僕は、担任の先生から受けたその報告を、不思議なくらい淡々と受け止めた。
同級生がたくさんいた僕の中学。

その中でその高校を受ける人は、僕以外に誰もいないのだという。


別に狙ってそうしたわけではなかった。
ただ、たくさんの高校を回って一番行きたかった高校を選んだだけの話だ。

知っている人が誰もいない……
それは不安ではなかったと言えば、嘘になる。

ただ、不安よりも、本当は解放感の方が大きかった。
あまり人前で言うものではないと思って黙っていたけれど…。


出願、試験、合格発表
この3つの段階において、出身中学はやたら集団行動をさせたがった。

今も昔も、群れるのは僕にとって苦痛でしかない。

普段しない学ランのホックを止めて、その日だけ隊列を組んでおとなしく歩く同級生の集団が、なんとも僕には奇妙に見えた。

とにかく1人が、とても楽だった…。


実際、私立高校の出願の日がやってきて

学校ごとに大きな塊を作って、駅のホームを占領している同級生を見たとき、自分だけ身軽に動ける、天から与えられたこの偶然を、どんなに感謝したことか。

「孤独と嬉しさ」を噛み締めながら、
僕は集団から離れ、1人電車に乗った。


そうやって、1人を楽しんでいたから、受験の日も緊張はしたけれど、相変わらず解放感の方がすごかった。

そもそも1時間目が国語だったので、とても落ち着いて取り組むことができた。

(あ、俺、受かったかも…?)

成績も並、偏差値も並、大した進学校でもないから取り立てて秀才もいないが、みんな落ち着いている。
穏やかなその私立の雰囲気は、僕の余計な緊張をほぐしてくれた。


「矢も盾(楯)もたまらず」
国語は、この表現の穴埋め問題だけができなかった。

できなかったから、
15歳の時のこの問題を、今でも覚えている。

他の教科の事はまるで何も覚えていない。
多分、それなりにはできたのだろう。
そもそも僕は、国語しかできないのだ。
でも、それでいい。
だって、受かったのだから。

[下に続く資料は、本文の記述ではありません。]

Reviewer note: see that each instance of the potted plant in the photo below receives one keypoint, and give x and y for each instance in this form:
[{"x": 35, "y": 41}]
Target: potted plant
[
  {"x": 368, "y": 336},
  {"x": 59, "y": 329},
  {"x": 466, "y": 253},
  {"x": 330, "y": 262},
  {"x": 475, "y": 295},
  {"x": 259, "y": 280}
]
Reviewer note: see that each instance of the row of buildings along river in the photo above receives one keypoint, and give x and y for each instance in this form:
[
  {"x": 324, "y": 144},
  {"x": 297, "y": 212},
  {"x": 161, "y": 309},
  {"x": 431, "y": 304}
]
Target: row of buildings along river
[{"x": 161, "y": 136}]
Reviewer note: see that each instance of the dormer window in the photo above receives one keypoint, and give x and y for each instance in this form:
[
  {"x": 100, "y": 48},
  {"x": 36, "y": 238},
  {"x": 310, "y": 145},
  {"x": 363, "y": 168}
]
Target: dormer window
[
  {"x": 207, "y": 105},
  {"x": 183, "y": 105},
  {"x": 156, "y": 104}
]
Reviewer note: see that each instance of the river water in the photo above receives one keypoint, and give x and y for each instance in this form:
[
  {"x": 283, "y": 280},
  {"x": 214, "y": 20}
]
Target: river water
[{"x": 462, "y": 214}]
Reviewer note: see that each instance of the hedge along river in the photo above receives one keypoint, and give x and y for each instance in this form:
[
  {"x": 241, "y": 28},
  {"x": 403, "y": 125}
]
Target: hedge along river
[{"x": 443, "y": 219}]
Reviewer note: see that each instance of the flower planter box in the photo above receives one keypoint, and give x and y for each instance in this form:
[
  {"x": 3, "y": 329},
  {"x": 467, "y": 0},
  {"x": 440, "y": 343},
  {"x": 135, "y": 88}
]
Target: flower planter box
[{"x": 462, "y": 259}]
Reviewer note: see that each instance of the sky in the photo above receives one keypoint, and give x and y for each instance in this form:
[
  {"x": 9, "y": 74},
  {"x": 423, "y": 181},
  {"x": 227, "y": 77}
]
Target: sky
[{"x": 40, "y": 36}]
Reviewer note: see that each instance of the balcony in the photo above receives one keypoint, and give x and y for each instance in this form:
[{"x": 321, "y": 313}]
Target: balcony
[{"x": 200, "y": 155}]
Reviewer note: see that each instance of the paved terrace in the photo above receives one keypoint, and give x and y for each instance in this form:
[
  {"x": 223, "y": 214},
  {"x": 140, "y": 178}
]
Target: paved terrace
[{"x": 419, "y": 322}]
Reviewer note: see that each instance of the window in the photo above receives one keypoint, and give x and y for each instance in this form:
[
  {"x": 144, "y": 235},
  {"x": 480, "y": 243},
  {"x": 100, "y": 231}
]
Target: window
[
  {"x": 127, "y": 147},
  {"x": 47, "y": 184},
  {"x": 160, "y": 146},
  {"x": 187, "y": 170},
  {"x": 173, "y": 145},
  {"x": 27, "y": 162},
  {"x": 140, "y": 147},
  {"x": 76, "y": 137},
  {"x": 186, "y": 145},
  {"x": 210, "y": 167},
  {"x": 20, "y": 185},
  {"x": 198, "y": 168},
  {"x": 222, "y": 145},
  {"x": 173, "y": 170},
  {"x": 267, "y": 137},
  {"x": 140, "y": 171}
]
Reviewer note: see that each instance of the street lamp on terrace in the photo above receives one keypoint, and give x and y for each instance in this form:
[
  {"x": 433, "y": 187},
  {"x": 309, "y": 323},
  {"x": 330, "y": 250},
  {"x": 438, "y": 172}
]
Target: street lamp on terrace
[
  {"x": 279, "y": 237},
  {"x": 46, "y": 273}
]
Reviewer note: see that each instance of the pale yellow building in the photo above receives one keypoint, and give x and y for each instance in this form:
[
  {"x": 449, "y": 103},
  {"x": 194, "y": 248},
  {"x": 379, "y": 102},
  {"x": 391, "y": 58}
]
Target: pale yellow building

笑

帰り道、その高校を出ると、絵に描いたような粉雪が降っていた。

(あ、綺麗やなぁ…)

寒い日だった。
国語以外の試験のことは、すっかり忘れてしまったのに、その時見た粉雪が美しかったことは、よく覚えている。

レミオロメンのあの名曲が世に出るのは、
まだまだ後のこと。

1人で電車に乗って
1人で受けて
1人で電車に乗って
帰って来た 

鼻歌まじりに。

玄関を開けると
母がいた。

どんな顔をしていいかわからず
とりあえず僕は照れ笑いをした。

その途端
母はその場にへたり込み
僕の手を握って
泣き出した…。

(何?、何?)
目が点になる息子。

「……おかえり……1人で受けてきたん、……よう、頑張ったなぁ…」
母は、そう言って顔を覆った。



「…ねえ、それで源太くん1人で受けに行かせたん?」
「そうよ」
「あんた、そりゃ可哀想に」
「だって、1人なんやから…」
「いや、だからこそ、ついて行ってあげればいいのに」
「でも、あの子、嫌がるもん」
「いやいや、きっと心細いだろうに…」

近所のおばちゃん(今でいうママ友)たちは、
そんなことを母に言ったらしい。


ママ友たちの勢いに押された母。
だんだん不安になり、
玄関先でオロオロし始めた。
携帯も、ポケベルも、なかったあの頃…。

その頃、息子が粉雪を微笑して眺めていたとは
つゆ知らず、帰って来るまで気が気でなかったのだと言う。



もう、
いつまでも子ども扱いして!
大丈夫やから。
まだ、受けただけやから!

あの時、僕はそんなこと言ったように思う。

もちろん
4日後の合格発表で母が号泣したのは言うまでもない。


そんな、大袈裟な……あの時はそう思った。
でも
あの時の母の年齢をとうに越した今、

本当に思う。

親って、ありがたい。
親って、あたたかい。
今は素直に感謝できる。

先日のnagomiさんの記事
とてもあたたかくて、素敵な記事だった。

手汗をかきながら、まるで「父親のような」気分で読んだ。
残念ながら、子どもはいないけれど、いつの間にか
親のような気持ちで子どもたちを眺めている自分に気づく。

あのとき、母はこんな気持ちだったのだろう。
あたたかい記事を読んだら、あの時の母を思い出した。